My son turned one yesterday. I spent most of Sunday reminiscing about the labor–when Kirsten first felt contractions… going to the birth center… back labor… water injections in the back… getting into the birthing tub… the moment I first laid eyes on my son. Kirsten’s memory of the birth is far different than my own. Small wonder.
The last year has been, well, the most humbling and awe-inspiring time of my adult life. I can’t remember what my first 12 months on earth were like, but I’m guessing they were pretty intense, too. In retrospect, if someone had told me that Kirsten and I would be trying to raise two babies at once–a child and a climate change organization, both for the first time, mind you–I would have asked for a couple of months of straight sleep to prepare.
So, what’s surprised me the most? Well, beyond the apparently unlimited capacity of the human heart to feel joy, love, tenderness, fear, uncertainty, frustration, heart-breaking love … it’s the poop. The countless hours cleaning and discussing poop.

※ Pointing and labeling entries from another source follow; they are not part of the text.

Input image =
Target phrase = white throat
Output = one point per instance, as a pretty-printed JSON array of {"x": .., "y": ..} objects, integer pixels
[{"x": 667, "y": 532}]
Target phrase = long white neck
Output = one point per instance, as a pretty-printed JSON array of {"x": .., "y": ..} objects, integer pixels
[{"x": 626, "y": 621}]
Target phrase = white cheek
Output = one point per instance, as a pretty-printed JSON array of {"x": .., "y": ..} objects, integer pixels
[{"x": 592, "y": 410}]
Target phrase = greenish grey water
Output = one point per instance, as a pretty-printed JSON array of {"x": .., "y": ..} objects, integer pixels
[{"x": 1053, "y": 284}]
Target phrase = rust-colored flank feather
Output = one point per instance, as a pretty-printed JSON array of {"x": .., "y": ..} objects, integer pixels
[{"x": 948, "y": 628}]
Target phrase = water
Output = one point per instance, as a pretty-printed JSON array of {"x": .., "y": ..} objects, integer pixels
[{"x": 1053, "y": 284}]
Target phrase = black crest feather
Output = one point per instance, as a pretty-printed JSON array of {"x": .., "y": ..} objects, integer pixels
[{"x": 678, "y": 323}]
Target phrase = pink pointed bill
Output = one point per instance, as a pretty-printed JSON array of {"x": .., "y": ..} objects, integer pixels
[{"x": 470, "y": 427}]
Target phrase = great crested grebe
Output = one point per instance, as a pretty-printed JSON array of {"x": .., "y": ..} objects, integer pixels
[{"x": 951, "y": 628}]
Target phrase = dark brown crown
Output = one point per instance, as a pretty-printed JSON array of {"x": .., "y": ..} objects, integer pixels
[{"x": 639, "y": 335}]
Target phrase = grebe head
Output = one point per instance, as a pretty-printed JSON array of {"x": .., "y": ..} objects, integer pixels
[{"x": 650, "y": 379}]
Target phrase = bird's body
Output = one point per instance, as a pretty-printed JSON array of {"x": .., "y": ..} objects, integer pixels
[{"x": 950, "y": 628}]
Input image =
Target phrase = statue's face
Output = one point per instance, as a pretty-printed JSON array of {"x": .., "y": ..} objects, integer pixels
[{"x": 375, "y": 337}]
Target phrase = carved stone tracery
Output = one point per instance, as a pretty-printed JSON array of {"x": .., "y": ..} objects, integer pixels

As I’m sure many parents can relate, the tension between caring for your child and working on something for which you have great passion is real. And so are the moments of resentment, panic that you can’t balance it all, and worry that one or both will suffer because you simply don’t have the time, energy or mental capacity to be always present. But when it comes to Climate Changers, there is far greater confluence and amplification between the two. My worry about the climate crisis and the future makes me that much more fierce of a protector and care-taker. And, of course, Climate Changers was born from and is about our love for our child and our empathy for other parents who feel the same for their own.